Compare files at GitHub. Go to your forked DrW_myrepo repository and click the green button “New pull request”. This will take you to a page similar to the screen shot below comparing the differences between the two forks:

  • base fork hwheeler01/DrW_myrepo
  • head fork YOUR-USERNAME/DrW_myrepo

Click the green “Create pull request” button and add a brief message about what you changed:

Then, you guessed it, click the green “Create pull request button” one more time and a pull request will be sent to Dr. Wheeler (or, when working in your groups, your primary repository owner).

Now she will decide if she likes your change and click “Merge pull request” if she does or “Close pull request” if she doesn’t:

For more details on creating and merging pull requests:

https://help.github.com/articles/creating-a-pull-request/

https://help.github.com/articles/merging-a-pull-request/

9. Other useful information

  • Try to organize your work so multiple group members aren’t working on the same file (or the same portion of the file) at the same time, but here’s what to do if you have a merge conflict.

  • Once you get the hang of git add/commit/push, you may want to try branches. Branching means that you take a detour from the main stream of development (master branch) and do work without changing the main stream. Git encourages workflows that create small branches for exploration or new features, often merging them back together quickly. See here for the basics of branching and merging.

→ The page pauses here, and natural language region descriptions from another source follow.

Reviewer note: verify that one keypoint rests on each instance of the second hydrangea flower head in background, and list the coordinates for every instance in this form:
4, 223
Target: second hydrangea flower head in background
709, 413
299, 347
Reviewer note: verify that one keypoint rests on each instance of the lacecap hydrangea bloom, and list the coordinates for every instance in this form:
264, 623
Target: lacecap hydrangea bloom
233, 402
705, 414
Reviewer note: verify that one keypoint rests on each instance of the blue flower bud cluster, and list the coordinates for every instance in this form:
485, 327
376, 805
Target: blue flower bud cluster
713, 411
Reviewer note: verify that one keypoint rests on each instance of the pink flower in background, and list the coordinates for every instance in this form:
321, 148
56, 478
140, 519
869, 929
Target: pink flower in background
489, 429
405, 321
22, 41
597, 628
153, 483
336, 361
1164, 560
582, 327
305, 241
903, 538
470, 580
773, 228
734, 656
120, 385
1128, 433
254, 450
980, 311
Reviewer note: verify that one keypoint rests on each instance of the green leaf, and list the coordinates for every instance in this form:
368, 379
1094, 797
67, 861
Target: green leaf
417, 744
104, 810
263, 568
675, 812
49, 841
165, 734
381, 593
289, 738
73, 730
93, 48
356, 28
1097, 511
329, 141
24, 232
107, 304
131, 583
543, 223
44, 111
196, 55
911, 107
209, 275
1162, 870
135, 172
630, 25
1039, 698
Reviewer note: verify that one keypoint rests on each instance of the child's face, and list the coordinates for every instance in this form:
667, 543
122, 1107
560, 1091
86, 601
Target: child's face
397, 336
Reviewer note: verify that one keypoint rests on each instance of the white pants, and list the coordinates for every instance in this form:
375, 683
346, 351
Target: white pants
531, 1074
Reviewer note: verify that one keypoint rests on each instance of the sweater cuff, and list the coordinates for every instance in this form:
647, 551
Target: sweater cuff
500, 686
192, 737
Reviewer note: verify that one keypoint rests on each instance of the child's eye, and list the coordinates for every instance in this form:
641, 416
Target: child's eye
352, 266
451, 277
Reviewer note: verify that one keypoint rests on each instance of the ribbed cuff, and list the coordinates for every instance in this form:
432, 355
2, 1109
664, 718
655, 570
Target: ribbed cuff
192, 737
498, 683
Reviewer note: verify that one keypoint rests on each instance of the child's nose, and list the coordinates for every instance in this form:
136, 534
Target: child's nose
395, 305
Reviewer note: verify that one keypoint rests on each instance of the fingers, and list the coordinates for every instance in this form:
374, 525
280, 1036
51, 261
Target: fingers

  • Don’t push large files to GitHub (>50 MB). If your project requires large input files, talk to Dr. Wheeler about options for storing them. See GitHub’s policy for more info.

  • In addition to storing and tracking all your code, use GitHub to store key journal articles, your presentation slides, and test input files.

  • Additional Git and GitHub resources are posted here.

  • Most of all, don’t get discouraged if things go wrong. The Git learning curve is steep. https://xkcd.com/1597/

KEY POINTS:

  • Add and commit new scripts and other small files throughout your coding session.

  • Always push everything at the end of a session so your GitHub repository is updated with your new work.

  • If you make an edit on the GitHub website itself, be sure to do a git pull before you resume working on your local files.

  • At the beginning of a coding session, always do a git pull to make sure your local files are up to date. If your repo is a forked copy, also sync with the upstream repo before making changes.